FACT CHECK: Did The National Debt Increase By 7 Trillion Under Donald Trump’s Presidency?

Anna Mock | Fact Check Reporter

Former New Jersey Gov. Chris Christie claimed the national debt has increased by $7 trillion under Donald Trump’s presidency in an interview with NBC News’ Kristen Welker. 

Verdict: True 

Trump raised the national debt by $7.8 trillion during his tenure in office, mostly spearheaded by pandemic relief efforts and the 2017 Tax Cuts and Jobs act.

Fact Check: 

During the second Republican debate last Wednesday, Christie claimed Trump added $7 trillion to the national debt, according to Mediaite. Gov. Ron DeSantis, too, made the same claim during the debate, and also attacked Trump for not being present that night, The Washington Examiner reported.

A few days prior, Christie made the claim during an interview with Welker. “Kristen, he said he’s going to balance the budget in four years and he added $7 trillion to the national debt, the worst record of any president in four years in American history,” he said.

The claim is accurate. The U.S. saw  a $7.8 trillion rise in the national debt during Trump’s presidency, according to the Fiscal Data, a website maintained by the Treasury Department. On January 20, 2017, the day Trump took office, the debt was $19,947,304,555,212.49. On January, 20, 2021, the day he left office, the debt was $27,751,896,236,414.77. 

CNN also reported on the statistic in January 2021. A spokesperson for the Cato Institute directed Check Your Fact to a blog post on the institute’s website when asked to comment. 

“When President Trump left the White House, the deficit had reached the largest peacetime level as a share of the economy, in U.S. history, as the federal debt exceeded 100 percent of the economy for the first time since World War II,” the blog post reads. 

The post also referenced a report from the Manhattan Institute, which shows a figure that legislative and White House costs were nearly $8 trillion.

“President Trump signed legislation and approved executive actions costing $7.8 trillion over the decade—compared to $5.0 trillion for President Obama and $6.9 trillion for President Bush, and he enacted these costs in just a single four‐​year presidential term, compared to his predecessors’ eight years in the Oval Office,” the report reads. (RELATED: Is Donald Trump Unable To Purchase Firearms Due To His Felony Indictments?)

The report states that pandemic relief-based legislation, most of it being done in 2020, added $3.9 trillion alone with most funds being used for the Paycheck Protection Program and stimulus payments for families.

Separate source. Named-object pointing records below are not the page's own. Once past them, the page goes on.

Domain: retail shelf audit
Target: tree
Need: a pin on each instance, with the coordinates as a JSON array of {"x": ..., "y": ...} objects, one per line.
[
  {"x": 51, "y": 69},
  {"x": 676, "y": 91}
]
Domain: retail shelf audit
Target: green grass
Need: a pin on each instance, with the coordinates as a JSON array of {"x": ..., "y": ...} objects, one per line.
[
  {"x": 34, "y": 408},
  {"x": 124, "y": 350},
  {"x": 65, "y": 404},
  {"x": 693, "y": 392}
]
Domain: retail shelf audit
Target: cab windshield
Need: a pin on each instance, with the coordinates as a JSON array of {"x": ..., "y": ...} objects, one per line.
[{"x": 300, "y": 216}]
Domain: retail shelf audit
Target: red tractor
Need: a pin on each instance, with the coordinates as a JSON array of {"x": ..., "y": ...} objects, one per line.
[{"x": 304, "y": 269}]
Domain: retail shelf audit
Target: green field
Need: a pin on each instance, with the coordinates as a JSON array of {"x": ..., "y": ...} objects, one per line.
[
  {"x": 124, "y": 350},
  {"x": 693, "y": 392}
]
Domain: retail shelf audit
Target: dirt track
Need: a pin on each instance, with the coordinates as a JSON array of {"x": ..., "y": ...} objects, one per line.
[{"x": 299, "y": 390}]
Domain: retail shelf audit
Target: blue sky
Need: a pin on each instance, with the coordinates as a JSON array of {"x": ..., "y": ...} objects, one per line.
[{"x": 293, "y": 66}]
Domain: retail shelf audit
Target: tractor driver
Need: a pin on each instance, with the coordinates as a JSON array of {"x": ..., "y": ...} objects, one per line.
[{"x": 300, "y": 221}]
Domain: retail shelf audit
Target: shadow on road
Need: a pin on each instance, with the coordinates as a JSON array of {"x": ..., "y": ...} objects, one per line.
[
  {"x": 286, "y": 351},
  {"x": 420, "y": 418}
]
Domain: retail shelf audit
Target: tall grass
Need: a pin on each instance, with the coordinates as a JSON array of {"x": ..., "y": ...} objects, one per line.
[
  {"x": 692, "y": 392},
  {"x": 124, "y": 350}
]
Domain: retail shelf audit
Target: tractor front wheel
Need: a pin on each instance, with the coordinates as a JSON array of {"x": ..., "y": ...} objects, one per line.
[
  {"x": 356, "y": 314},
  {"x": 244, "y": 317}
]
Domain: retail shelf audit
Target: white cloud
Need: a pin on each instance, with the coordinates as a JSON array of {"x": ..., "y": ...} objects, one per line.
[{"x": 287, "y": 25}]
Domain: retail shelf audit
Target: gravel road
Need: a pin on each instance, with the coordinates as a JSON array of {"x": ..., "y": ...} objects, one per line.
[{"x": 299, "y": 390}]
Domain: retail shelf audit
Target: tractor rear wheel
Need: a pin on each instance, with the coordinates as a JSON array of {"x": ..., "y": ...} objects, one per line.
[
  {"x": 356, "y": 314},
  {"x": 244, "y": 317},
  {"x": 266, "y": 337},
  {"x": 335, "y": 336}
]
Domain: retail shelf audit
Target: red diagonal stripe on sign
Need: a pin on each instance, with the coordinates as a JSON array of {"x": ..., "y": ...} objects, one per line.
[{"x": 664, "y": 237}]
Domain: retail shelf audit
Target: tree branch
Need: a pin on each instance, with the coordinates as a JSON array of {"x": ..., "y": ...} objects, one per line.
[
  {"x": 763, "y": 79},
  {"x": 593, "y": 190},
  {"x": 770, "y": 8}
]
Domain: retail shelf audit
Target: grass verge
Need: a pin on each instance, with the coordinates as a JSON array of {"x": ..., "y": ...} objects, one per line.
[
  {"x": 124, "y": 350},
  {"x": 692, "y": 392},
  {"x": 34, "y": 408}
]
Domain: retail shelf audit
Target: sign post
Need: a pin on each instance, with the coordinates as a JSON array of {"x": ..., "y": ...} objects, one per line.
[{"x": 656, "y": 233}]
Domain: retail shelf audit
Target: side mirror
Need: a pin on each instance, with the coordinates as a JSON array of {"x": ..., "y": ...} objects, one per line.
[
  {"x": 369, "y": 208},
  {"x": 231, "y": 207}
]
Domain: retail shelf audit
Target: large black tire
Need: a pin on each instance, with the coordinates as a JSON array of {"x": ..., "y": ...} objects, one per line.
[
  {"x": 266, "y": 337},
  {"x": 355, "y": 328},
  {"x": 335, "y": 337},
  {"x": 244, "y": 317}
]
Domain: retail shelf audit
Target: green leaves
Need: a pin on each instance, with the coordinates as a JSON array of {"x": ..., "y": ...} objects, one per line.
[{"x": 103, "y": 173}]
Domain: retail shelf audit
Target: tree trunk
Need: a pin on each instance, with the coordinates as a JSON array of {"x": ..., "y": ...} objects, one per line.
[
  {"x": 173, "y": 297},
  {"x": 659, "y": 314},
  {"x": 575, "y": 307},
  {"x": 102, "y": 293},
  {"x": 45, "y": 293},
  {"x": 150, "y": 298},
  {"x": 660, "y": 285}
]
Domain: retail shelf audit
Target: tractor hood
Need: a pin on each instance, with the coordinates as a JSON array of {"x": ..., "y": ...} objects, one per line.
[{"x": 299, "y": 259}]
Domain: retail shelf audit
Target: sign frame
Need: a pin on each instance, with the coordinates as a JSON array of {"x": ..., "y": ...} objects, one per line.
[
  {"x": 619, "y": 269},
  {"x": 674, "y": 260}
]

The 2017 Tax Cuts and Jobs Act added another $1.9 trillion by reducing the corporate tax rate and other changes to the tax code, which was hinted at by the Congressional Budget Office in 2019.

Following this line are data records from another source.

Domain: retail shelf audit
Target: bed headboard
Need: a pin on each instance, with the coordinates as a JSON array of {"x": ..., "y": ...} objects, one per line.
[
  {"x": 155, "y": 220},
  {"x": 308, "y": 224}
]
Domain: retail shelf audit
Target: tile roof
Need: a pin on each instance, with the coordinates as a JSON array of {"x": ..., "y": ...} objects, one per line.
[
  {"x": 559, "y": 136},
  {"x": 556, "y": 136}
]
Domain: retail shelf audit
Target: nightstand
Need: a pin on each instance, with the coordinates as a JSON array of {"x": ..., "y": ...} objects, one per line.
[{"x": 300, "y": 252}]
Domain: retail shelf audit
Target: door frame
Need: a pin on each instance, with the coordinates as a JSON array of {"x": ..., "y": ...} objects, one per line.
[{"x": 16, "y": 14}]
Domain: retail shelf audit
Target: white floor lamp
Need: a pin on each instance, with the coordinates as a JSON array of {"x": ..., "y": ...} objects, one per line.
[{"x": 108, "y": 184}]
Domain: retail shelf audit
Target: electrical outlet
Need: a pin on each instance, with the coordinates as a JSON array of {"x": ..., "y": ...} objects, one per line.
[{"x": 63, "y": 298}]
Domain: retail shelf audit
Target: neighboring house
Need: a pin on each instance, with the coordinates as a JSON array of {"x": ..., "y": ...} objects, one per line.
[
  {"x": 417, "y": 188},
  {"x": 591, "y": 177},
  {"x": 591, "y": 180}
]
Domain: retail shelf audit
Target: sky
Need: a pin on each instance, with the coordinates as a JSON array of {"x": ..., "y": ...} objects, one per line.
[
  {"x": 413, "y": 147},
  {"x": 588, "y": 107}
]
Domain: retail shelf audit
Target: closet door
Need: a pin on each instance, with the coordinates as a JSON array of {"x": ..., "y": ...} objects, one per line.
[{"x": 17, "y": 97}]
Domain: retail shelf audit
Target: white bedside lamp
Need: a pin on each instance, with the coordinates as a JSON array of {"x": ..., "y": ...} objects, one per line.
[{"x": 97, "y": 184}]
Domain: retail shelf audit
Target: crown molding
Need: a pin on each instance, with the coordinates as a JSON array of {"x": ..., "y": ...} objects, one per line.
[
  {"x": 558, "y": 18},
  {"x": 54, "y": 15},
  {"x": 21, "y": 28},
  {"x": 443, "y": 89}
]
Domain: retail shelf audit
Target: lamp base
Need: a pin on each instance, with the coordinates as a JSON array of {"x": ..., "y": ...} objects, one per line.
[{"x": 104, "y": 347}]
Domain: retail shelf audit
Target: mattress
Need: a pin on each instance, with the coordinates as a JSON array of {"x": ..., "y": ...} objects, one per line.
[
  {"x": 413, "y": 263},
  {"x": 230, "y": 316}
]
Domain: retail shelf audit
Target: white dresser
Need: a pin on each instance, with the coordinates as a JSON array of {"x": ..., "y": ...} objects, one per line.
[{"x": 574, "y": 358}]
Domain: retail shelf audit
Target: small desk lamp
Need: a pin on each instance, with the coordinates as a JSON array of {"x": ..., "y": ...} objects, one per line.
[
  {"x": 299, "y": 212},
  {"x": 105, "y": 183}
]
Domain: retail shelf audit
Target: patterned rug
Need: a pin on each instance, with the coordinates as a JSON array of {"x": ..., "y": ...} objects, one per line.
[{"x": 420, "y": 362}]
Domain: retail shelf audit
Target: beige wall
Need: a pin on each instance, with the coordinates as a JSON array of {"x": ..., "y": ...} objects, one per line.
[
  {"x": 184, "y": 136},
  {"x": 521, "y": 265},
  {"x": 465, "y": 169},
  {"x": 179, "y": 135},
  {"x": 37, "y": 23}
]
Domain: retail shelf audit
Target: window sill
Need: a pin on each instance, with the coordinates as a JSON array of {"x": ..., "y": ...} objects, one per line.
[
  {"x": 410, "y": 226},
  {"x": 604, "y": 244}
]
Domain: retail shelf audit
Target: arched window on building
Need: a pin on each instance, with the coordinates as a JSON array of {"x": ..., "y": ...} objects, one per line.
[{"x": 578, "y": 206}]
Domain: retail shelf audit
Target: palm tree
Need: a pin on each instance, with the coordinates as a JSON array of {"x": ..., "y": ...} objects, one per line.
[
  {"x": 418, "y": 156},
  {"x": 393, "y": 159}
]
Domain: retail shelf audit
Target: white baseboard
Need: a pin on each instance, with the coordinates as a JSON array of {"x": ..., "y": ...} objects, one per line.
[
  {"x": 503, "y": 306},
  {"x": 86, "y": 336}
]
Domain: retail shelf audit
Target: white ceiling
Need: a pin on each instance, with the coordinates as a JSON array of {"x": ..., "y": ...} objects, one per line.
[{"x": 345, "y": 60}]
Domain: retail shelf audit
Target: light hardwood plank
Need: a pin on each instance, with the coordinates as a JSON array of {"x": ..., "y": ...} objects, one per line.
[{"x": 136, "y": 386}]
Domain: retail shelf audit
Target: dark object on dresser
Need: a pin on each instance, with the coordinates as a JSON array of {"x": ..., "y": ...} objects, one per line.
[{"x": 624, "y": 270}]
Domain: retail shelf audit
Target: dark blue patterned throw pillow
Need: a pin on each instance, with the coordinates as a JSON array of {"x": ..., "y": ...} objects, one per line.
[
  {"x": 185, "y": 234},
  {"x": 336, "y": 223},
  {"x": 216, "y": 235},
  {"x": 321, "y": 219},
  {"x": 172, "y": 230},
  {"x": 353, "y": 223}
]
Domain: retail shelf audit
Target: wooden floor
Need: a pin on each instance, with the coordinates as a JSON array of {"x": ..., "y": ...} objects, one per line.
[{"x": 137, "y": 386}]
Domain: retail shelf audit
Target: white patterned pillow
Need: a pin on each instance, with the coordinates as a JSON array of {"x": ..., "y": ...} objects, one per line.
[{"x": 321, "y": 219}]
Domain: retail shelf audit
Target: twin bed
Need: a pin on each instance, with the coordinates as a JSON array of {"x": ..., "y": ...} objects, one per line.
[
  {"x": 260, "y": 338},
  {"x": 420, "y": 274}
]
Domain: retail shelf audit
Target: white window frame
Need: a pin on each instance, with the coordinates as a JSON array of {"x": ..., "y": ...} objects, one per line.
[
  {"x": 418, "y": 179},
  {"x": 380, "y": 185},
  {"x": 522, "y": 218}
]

“All in all, President Trump signed expensive legislation and left even modest future budget savings increasingly dependent on assumptions of faster economic growth, declining interest rates, and technical savings such as slower growth of health care costs,” the report concludes. “President Trump leaves a federal budget with surging debt, unprecedented peacetime deficits, and a daunting $112 trillion baseline shortfall over the next three decades.”

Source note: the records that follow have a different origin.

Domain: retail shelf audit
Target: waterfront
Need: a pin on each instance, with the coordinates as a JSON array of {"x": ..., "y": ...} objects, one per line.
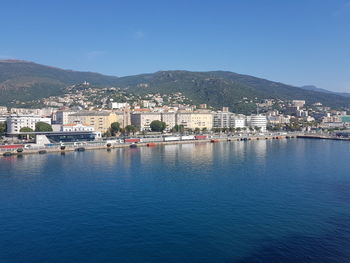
[{"x": 255, "y": 201}]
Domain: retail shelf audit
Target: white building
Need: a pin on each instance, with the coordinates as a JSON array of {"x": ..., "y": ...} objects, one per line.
[
  {"x": 119, "y": 105},
  {"x": 76, "y": 128},
  {"x": 258, "y": 121},
  {"x": 3, "y": 110},
  {"x": 238, "y": 122},
  {"x": 61, "y": 117},
  {"x": 16, "y": 122},
  {"x": 222, "y": 119},
  {"x": 142, "y": 120},
  {"x": 170, "y": 119},
  {"x": 298, "y": 103}
]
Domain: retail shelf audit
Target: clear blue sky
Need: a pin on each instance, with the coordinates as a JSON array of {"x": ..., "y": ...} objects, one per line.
[{"x": 297, "y": 42}]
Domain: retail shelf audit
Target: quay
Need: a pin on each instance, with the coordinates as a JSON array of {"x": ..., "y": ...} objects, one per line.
[
  {"x": 100, "y": 145},
  {"x": 323, "y": 137}
]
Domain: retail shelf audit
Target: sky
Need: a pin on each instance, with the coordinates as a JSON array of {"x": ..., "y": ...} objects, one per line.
[{"x": 297, "y": 42}]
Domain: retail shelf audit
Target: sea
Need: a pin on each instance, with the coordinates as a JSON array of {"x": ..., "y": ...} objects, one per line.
[{"x": 254, "y": 201}]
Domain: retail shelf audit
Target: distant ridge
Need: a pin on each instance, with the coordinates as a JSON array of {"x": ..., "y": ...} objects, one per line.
[
  {"x": 25, "y": 80},
  {"x": 314, "y": 88}
]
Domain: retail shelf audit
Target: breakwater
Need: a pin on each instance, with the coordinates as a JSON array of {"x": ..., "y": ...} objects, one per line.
[
  {"x": 109, "y": 146},
  {"x": 323, "y": 137}
]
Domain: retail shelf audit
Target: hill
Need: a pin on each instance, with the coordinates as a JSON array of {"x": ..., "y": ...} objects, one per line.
[
  {"x": 219, "y": 88},
  {"x": 21, "y": 80},
  {"x": 314, "y": 88}
]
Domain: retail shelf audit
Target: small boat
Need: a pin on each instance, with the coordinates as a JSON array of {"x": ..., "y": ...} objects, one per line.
[{"x": 80, "y": 149}]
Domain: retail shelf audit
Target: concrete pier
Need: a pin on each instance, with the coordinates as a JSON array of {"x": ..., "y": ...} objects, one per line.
[{"x": 102, "y": 145}]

ProPublica, an independent and non-profit investigative journalism outlet, wrote in January 2021 that projections from the Congressional Budget Office had increased the federal budget deficit from 2 to 3% in January 2017 to 4.6% in 2019. The report suggested federal deficits were approximately 130% to the U.S. Gross Domestic Product on Dec. 31, 2020.

“Trump had the third-biggest primary deficit growth, 5.2% of GDP, behind only George W. Bush (11.7%) and Abraham Lincoln (9.4%). Bush, of course, not only passed a big tax cut, as Trump has, but also launched two wars, which greatly inflated the defense budget,” the article states. “Lincoln had to pay for the Civil War. By contrast, Trump’s wars have been almost entirely of the political variety.”

Check Your Fact has reached out to Christie and multiple economic think tanks for comment and will update this piece if responses are provided.